Thursday, January 17, 2008

My Mom

Ok. So its about 3 days until I am no longer living in the decade of 20 something. So I begin to ponder on my life so far. I think how in the world did I become a mother of FIVE? I find myself daily catching myself in mid sentence only to be reminded of those same words spoken to me as a child and teenager. I am becoming my mom. I have read things like this. I never knew it could happen to me. But not only do I sound like my mom, but my kids...they sound like ME when I was a child. AHHH! It has come back to bite me. See I never really understood my mother until I became one myself. I never understood why she made me do things. So today As I tell my daughter to stop watching too much TV or tell my son to work harder. I realize why. My mom had a great impact in who I am today. She taught me that hard work does pay off. To never give up even when you feel like quitting. She taught me the principles of commitment. She taught me to take care of myself and be proud of my accomplishments. All of this has helped me. Even though I would never have admitted it prior children. I wish my kids could understand that I am trying my best(with God's help) to prepare them for life the best way I know how.

Proverbs says "Train a child in the way he should go, and when he is old he will not turn from it."

So my mom stood her ground-even when I wasn't too happy with her. So today I will stand my ground. For my children's sake and for their future. In the end I pray they will not depart from the ways I have taught them. Thanks Mom.

If you have two minutes to watch the hilarious video of Anita Renfroe's version of Mom's "William Tell Overture" click on the top slide of the video bar to the right. It is the best I've ever heard!

Wednesday, January 16, 2008

Crazy Daze

Yesterday was one of those days. The morning rush. Lunches, coats, hats, boots. Out the door by 9 am. Preschool drop offs. nurse.......preschool pickups.nurse.....clean..type and meet..middle school pickups...church service...nursery duty...somehow everyone got fed and home at 10 pm. Whew. I made it. My one goal: To make it to my bed. On days like these I feel like I'm in a daze. Things pressing on every side, extra long to do lists, promises unkept. The word "mommy" spoken 5,000 times to share the sweetest bit of information. Papers signed and teenage talk. Could I spare an ounce of time for my Jesus? Could he keep me focused? No matter what I face each day, in the midst I feel God with me-keeping me on track. Yeah, I mess up. Lots of times, but then He's there again to get me back to where I need to be. The positive results outweighs the hurry of yesterday. Chris Gilkey prophesied over Shelby and Greg. God moved in their lives and brought them closer to Him. A grandma from our church whose grand kids have been praying for 2 years was healed of back pain! A true miracle. Glory to God.

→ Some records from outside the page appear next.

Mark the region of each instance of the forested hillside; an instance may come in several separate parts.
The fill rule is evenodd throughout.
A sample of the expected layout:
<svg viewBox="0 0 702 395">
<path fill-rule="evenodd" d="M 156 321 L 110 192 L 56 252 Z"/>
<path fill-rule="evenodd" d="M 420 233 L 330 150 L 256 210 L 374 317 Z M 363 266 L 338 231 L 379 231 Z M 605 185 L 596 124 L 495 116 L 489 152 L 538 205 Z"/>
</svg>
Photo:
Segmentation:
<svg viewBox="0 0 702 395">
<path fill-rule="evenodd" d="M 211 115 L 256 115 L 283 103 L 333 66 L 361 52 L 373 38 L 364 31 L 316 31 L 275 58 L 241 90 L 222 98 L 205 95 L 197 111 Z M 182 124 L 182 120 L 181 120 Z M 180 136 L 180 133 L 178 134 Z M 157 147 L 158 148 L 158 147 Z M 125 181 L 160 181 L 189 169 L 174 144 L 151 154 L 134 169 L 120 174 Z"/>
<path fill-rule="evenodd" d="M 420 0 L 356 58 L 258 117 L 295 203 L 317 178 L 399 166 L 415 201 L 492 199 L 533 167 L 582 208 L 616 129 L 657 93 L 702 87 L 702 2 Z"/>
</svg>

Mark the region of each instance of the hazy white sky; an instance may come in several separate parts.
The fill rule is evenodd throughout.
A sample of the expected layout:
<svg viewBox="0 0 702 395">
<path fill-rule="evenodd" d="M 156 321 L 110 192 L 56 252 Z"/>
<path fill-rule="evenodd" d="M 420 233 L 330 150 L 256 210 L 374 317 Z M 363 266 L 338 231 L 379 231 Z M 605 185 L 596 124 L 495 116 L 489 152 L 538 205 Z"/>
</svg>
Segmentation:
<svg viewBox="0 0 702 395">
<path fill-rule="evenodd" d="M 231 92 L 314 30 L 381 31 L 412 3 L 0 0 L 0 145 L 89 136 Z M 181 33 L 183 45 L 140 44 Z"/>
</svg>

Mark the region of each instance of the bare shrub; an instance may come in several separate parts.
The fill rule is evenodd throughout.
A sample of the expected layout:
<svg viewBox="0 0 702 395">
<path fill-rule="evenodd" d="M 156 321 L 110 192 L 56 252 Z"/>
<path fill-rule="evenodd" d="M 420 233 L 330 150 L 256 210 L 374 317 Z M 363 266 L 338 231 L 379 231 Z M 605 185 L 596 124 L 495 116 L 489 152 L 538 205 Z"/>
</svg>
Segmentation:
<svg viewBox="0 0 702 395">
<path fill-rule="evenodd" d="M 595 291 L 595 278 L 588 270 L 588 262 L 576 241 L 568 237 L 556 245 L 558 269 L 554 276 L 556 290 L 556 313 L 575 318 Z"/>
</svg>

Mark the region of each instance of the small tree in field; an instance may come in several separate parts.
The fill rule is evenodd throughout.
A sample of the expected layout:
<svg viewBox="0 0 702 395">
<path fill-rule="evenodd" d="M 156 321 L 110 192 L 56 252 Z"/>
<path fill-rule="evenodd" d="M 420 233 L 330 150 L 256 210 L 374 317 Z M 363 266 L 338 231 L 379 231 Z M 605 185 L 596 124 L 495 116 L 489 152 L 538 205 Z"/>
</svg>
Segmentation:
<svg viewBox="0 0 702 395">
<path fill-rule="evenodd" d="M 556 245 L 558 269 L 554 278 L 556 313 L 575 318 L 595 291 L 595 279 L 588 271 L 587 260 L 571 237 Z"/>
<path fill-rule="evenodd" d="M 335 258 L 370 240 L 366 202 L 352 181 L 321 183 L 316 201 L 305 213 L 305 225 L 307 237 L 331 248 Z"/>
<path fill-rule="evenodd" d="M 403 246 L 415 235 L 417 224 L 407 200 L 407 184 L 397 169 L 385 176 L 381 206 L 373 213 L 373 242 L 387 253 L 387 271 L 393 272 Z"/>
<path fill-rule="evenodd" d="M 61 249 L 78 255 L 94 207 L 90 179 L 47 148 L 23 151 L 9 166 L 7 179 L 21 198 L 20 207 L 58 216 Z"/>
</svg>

Philip. 3:14 (NIV) "I press on toward the goal to win the prize for which God has called me heavenward in Christ Jesus."

So as I enter halfway through this day, I choose to press on. May God's priorities become my objectives. As we start Silver Ring Thing(SRT-abstinence program for teens) tonight with the teenagers, I realize that we will be invading the devil's territory. I need God's strength to fill me and up and cover me with the armor of God so we will be able to "extinguish all the flaming arrows of the evil one". I will not be naive about the spiritual war that will take place tonight. I will passionately pray in the spirit for our leaders, teachers, parents and students. That the Holy Spirit would fill us with a fresh anointing to change the lives of teenagers for generations to come. May God keep me focused today.

Monday, January 14, 2008

My New Year

Last night was our first service for the spiritual awakening week. Evangelist Chris Gilkey shared some good quotes. "True repentance is requires a change of character and conduct" and "If your Gospel isn't touching others, it hasn't touched you" are just two that he shared. Once again I am feeling the need to draw closer to God this year. So, after reading some other blogs I decied to name my year. Set some goals and see what God does. I decided to name my year "NO LIMITS" Meaning not to kill myself with overdoing it, but to realize God has no limits. Nothing is impossible with Him. He is able to do more than my little mind can imagine or have the courage to set out and do. So all my kids are sleeping again. I guess that will be when I get a moment of peace to set about this new endeavor. I tried to get that peace earlier in the bathroom but was greeted with four little feet around mine. Does something trigger in the brain of a child that they need to go when you go? Anyway, no limits means that I will put no limits on what God can do in my life and in the lives of those around me this year. I believe it. So, I started my triathlon training today by running the vacuum. Does that count? Anyway I am a woman without chocolate this week. Which I find it easier to eat nothing (like Russ) than ignore my other best friend. I think I'll spend the rest of my day playing Hullabaloo-I might get my heartrate up. Then I'll just enjoy my kids. Their smiles. Their laugh. Their jokes. Yes, even their attitudes. I won't name any names. Motherhood, I wouldn't trade it for anything.

Sunday, January 13, 2008

My First Blog 1-13-08

Well, I am already 5 years behind the technological fads and venues that have taken over my thirteen year old's world, so I realized that I better catch up and at least create a blog. So its Sunday afternoon and four are napping-3 little ones and one big one-meaning Russ. I have an extra few minutes before feeding time again since I am playing human cow again this year and constant cook. I enjoy keeping a journal and love to read my friends blogs. So here goes. Today was an exciting day for Kids Church, since SIX kids got baptized this morning! Sue shared an amazing story about a miracle in Cuba for BGMC day. I played Dr. Oppenhiemerstein's second cousin twice removed, Lucille, (complete with wig and goggles) and performed a dangerous experiment demonstrating how Jesus took the punishment for our sins. I never seem to tire of telling the awesome story of how God sent His son to die for us. This week was exciting! Next Sunday hopefully will come quickly, because a new decade is starting for me. If you ask " Am I getting old turning thirty? " I reply, I am finally growing up. If only I could grow a few more inches with age. My goal this year is to run a few races and get this...participate in a Triathlon! Ha! I don't expect to win...just finish. I already feel like I'm the awesome race of life. With God sustaining me, anything is possible! I included a picture of my kids this Christmas-lots of stockings to fill!